The flood of memories were causing quite a headache, as was to be expected. But that was not what came to mind. He moved back toward the desk. "My family wasn't brought with me, were they?"
"It was just significant others and children who also disappeared, and you were single.." Marina smiled softly. "But they did alright. When I ended up chief project engineer for Areva Canada I had enough money to go around settling accounts--since you were missing, I bought your father a country mansion for his retirement up in western Maryland, which was still economically prosperous in those days. Your brother ultimately married--I am not sure how.." she smiled vaguely, "and I arranged for his family to come to Quebec, which is not substantially worse off than Siberia these days. Since Q didn't tell me I couldn't, I can track down their descendants if you like. I've been checking, and I can use this nifty teleporting power back on Earth, too. Saves like a thirty-two hour train ride followed by an eighteen hour flying boat flight to get from Omsk to Saguenay, and I feel guilty using so much energy even if it's trivial to my funds."
He slumped into the nearby chair. "That's... that's fine. Thank you. You did far more for them than I probably would've been able to." The idea that they at least ended well clashed with the stark knowledge that he would never, ever see his family again. He had a replacement family, certainly, if different in an altogether stressing way. But there was a part of him that rejected that idea. They ARE my family! the voice said, almost in a split-personality fashion. "This other me, the politician me, isn't just memories. He's simply being forced to share his body and life with a younger, far less capable version of himself," he mused aloud. "Just what gave Q the right to do this again?"
"Whatever gives the stronger the right to do as they please with the weaker?

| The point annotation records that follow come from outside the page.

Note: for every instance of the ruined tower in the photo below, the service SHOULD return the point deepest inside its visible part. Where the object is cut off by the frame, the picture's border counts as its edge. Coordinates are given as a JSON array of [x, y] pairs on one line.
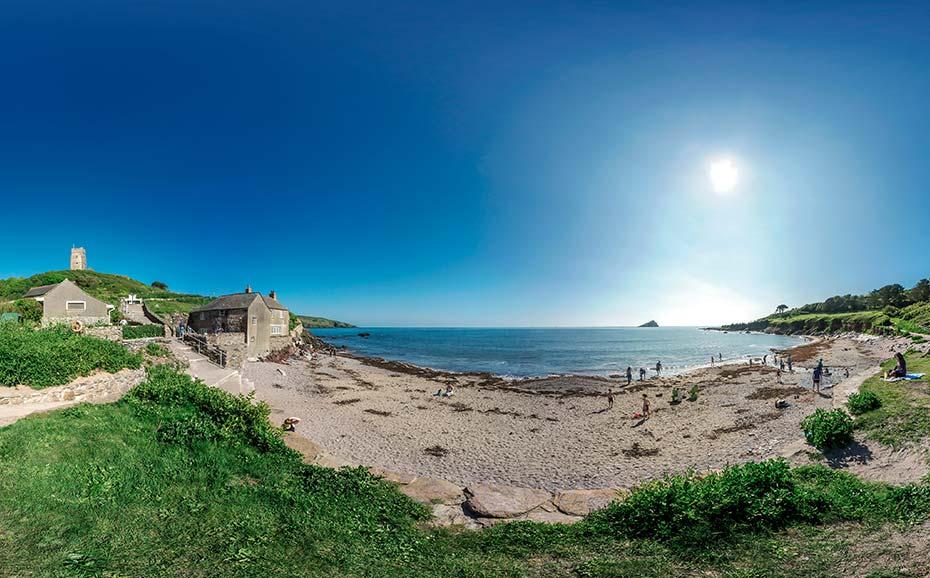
[[78, 259]]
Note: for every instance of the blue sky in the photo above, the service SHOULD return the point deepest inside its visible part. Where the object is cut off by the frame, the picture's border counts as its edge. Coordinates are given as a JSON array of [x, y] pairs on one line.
[[472, 163]]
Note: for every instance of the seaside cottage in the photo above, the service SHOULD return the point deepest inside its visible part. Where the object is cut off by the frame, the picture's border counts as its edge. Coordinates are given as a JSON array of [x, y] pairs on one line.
[[258, 322], [65, 302]]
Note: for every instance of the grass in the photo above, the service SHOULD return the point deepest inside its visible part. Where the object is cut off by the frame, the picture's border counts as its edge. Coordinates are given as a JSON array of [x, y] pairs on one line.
[[142, 331], [904, 415], [181, 479], [56, 356]]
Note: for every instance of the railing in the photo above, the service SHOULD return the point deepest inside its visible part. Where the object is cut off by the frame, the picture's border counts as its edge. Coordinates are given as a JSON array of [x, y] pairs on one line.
[[200, 344]]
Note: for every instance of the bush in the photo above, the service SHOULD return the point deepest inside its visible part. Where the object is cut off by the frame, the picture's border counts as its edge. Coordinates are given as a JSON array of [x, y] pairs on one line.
[[827, 429], [167, 390], [690, 509], [862, 402], [56, 356], [157, 350], [142, 331]]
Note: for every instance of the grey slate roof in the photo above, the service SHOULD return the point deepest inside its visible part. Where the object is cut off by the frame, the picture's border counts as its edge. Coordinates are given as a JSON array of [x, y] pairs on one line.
[[40, 291], [238, 301]]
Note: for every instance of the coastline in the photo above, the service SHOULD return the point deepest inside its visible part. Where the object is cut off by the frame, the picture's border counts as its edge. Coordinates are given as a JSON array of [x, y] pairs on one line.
[[553, 433]]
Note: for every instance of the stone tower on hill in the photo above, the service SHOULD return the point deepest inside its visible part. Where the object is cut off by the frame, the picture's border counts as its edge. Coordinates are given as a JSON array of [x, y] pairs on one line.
[[78, 259]]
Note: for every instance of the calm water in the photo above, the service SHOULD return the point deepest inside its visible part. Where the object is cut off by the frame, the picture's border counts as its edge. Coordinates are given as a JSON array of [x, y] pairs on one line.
[[537, 352]]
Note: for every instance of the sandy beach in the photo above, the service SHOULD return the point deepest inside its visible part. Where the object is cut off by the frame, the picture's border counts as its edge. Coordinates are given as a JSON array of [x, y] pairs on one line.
[[553, 433]]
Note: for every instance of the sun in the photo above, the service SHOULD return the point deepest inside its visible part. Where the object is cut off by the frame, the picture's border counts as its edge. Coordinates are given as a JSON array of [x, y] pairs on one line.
[[724, 175]]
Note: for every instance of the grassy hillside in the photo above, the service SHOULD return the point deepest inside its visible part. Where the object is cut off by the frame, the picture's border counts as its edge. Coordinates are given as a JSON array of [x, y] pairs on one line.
[[181, 479], [913, 318], [106, 287], [111, 288], [312, 322]]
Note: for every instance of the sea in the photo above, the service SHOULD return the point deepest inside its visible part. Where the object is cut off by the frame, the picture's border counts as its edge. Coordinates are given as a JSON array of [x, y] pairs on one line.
[[532, 352]]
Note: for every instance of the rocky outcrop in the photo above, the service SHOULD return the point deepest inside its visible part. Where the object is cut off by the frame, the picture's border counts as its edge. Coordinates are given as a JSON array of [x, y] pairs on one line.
[[500, 501], [583, 502], [433, 491]]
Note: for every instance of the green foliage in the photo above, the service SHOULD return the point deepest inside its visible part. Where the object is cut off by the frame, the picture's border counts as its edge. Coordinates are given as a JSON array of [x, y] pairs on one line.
[[232, 416], [690, 509], [692, 393], [143, 331], [322, 322], [157, 350], [56, 356], [862, 402], [827, 429], [904, 415]]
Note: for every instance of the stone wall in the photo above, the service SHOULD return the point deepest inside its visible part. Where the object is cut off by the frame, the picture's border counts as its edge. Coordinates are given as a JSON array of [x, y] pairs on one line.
[[233, 344], [108, 332], [91, 388]]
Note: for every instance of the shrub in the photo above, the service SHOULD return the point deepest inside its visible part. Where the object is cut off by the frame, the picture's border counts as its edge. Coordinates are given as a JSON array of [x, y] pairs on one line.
[[827, 429], [691, 509], [157, 350], [142, 331], [166, 391], [56, 356], [862, 402]]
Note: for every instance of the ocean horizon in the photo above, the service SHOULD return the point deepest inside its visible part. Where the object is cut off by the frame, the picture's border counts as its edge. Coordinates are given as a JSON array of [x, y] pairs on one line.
[[543, 351]]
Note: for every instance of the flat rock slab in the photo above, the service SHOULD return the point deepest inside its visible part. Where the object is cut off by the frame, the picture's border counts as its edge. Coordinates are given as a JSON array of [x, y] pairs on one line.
[[433, 491], [583, 502], [500, 501], [454, 515], [390, 476]]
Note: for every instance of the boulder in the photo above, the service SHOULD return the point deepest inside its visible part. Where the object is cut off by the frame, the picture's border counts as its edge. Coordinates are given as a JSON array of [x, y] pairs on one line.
[[453, 515], [583, 502], [433, 491], [500, 501], [390, 476]]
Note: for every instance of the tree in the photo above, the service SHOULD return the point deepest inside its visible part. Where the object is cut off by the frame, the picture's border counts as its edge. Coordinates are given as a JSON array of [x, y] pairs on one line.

Remember the Melian Dialogues, Steve. They do as they please, and the weak endure what they must. Fortunately for us, Q is a trickster rather than a genuine Power, for evil or his own ambition. He can be reasoned with. And you can, to some extent, stand up to him. Do you think he would have chosen me otherwise? I have spent the last six hundred years playing word-games with him. Sometimes I win. Remember that, and take heart." She stepped closer, grabbing one of the President's hands and clasping it for a moment. "Good luck, and I'm sure you'll do well. You had so much potential that would have been wasted on Earth, anyway; perhaps it is unfair for it to be tested like this, but I know you can hold your own, Steve."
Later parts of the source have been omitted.